OTTAWA — Culture Minister Marc Miller has pulled the plug on new rules that would have required streaming services like Netflix and Disney to put 15 per cent of their Canadian revenues toward Canadian productions.
The Canadian Radio-television and Telecommunications Commission announced last month that it would dramatically increase what large streaming services must pay from five per cent to 15 per cent as part of the implementation of the Online Streaming Act, a law passed in 2023 to force streaming platforms to help pay for Canadian content.
Talking Points
- A CRTC decision that would have forced big streamers to spend 15 per cent of Canadian revenues on Cancon lasted less than two weeks, as Culture Minister Marc Miller is sending the regulator back to the drawing board
- The government cited potentially higher consumer costs for the move, but the ruling was shaping up to become a trade irritant between Canada and the U.S.
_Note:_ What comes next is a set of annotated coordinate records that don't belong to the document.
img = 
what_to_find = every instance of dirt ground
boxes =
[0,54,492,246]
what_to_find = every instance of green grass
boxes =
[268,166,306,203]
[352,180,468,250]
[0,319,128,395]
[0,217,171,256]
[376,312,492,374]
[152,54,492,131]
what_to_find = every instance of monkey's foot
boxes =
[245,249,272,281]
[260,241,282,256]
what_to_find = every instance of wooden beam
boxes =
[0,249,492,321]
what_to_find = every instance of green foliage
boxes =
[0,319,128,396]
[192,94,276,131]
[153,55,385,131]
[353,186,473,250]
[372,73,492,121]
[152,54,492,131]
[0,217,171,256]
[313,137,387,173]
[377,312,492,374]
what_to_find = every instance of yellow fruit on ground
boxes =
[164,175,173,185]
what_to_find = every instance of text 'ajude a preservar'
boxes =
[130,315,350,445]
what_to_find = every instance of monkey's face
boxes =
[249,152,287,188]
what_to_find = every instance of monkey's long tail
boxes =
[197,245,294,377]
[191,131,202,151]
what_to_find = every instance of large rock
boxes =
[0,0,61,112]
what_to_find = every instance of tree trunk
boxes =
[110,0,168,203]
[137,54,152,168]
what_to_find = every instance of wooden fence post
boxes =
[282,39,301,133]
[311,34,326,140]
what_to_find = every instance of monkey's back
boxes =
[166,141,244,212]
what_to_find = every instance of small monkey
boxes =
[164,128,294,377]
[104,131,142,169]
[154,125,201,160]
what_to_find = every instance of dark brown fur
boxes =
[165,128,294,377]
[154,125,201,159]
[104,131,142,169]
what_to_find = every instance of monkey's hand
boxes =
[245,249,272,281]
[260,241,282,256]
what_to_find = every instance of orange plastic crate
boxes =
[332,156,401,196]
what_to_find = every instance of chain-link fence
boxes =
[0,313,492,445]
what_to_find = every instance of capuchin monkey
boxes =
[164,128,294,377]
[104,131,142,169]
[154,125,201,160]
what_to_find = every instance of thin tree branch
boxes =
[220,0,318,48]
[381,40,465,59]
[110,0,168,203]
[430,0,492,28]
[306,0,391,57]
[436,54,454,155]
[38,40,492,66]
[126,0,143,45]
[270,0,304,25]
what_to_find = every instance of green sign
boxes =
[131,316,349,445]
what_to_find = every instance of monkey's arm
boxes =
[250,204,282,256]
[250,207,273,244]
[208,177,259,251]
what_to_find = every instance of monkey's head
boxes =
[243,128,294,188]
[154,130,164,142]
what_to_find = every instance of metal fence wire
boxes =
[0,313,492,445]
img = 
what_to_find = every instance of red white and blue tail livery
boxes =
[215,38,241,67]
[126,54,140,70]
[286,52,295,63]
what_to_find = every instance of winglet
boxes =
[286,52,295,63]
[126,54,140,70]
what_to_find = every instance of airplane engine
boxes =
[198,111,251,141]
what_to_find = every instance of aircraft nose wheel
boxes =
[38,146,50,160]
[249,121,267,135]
The decision was met with criticism from streaming platforms, policy experts and U.S. President Donald Trump’s ambassador to Canada, who said it constitutes a trade barrier.
On Wednesday, Miller told reporters that the government doesn’t “agree entirely with the CRTC decision.” A release issued by Miller’s department said the ruling would impose higher costs on streaming services that could be passed on to Canadian customers.
The minister doesn’t have the power to simply change the CRTC’s ruling. Instead, his department will issue new policy guidance to the regulator that emphasizes keeping services affordable and ensuring flexibility for streaming platforms and Canadian broadcasters.
In effect, that means the CRTC will have to go back to the drawing board on a decision that took years to reach.
The new policy directive will be far more prescriptive than the previous direction the government gave to the CRTC, and will explicitly set the amount the government thinks streamers should pay, said a senior government official, who briefed The Logic on the condition they not be named. It will also ensure that, if they wish, streamers may spend all the money they dedicate to Cancon producing content, rather than contributing to government-mandated funds.
The change doesn’t entirely remove the streamers’ obligation to contribute to Canadian content, Miller said, but the requirements must be reasonable.
Miller’s intervention comes just a day after Canada-U.S. Trade Minister Dominic LeBlanc met with his U.S. counterpart Jamieson Greer in an effort to spur talks to renew Canada’s trade pact with the U.S. and Mexico.
The Motion Picture Association, an industry group that represents U.S.-based streaming platforms like Netflix, Amazon Prime and Disney, said the CRTC’s demands violate Canada’s obligations under the Canada-United States-Mexico Agreement (CUSMA). The Online Streaming Act is also high on the U.S. government’s list of trade grievances with Canada, and U.S. Ambassador Pete Hoekstra said the regulator’s order made a bad situation worse.
Miller acknowledged the blowback from the U.S., but said “it would be disingenuous” to suggest that it is the only reason Canada is changing its policy.
The Canadian Media Producers Association worries Miller’s decision is an indication that the federal government has “sold out Canadian culture in favour of big U.S. tech interests,” Kyle Irving, chair of the association’s board of directors, said in a statement. “The free ride for the big U.S. tech giants must end.”
Just weeks ago, the minister chided the CRTC for moving too slowly to implement the Online Steaming Act. On Wednesday, Miller restated that sentiment, saying he’s impatient for Canada’s struggling audiovisual industry to receive much-needed support.
In 2024, the regulator made an interim order that required streaming companies to pay five per cent of their Canadian revenues into a series of funds to support Canadian content and news. That base contribution was expected to bring in $200 million per year, but the payments have been held up as the companies fight the order in court.
“While we’re waiting for that money to come out, hundreds of millions of which is frozen in litigation, the industry is suffering,” Miller said. The government will funnel $600 million per year into the production industry to tide them over until new, permanent rules are in place, he said.
Drafting a new policy will be messy, said Monica Auer, executive director of the Ottawa-based Forum for Research and Policy in Communications, because there’s no quick mechanism for the government to overturn the CRTC’s policy decision. Once the government issues a new policy directive the public will have 30 days to weigh in.
Miller said his department is still working on the new directive it will issue to the CRTC, and the regulator would not say how long it might take to issue new rules under the new guidance. In a statement, spokesperson Mirabella Salem said the CRTC would review any new policy directions as they are released.
This story was updated to include additional details and comment.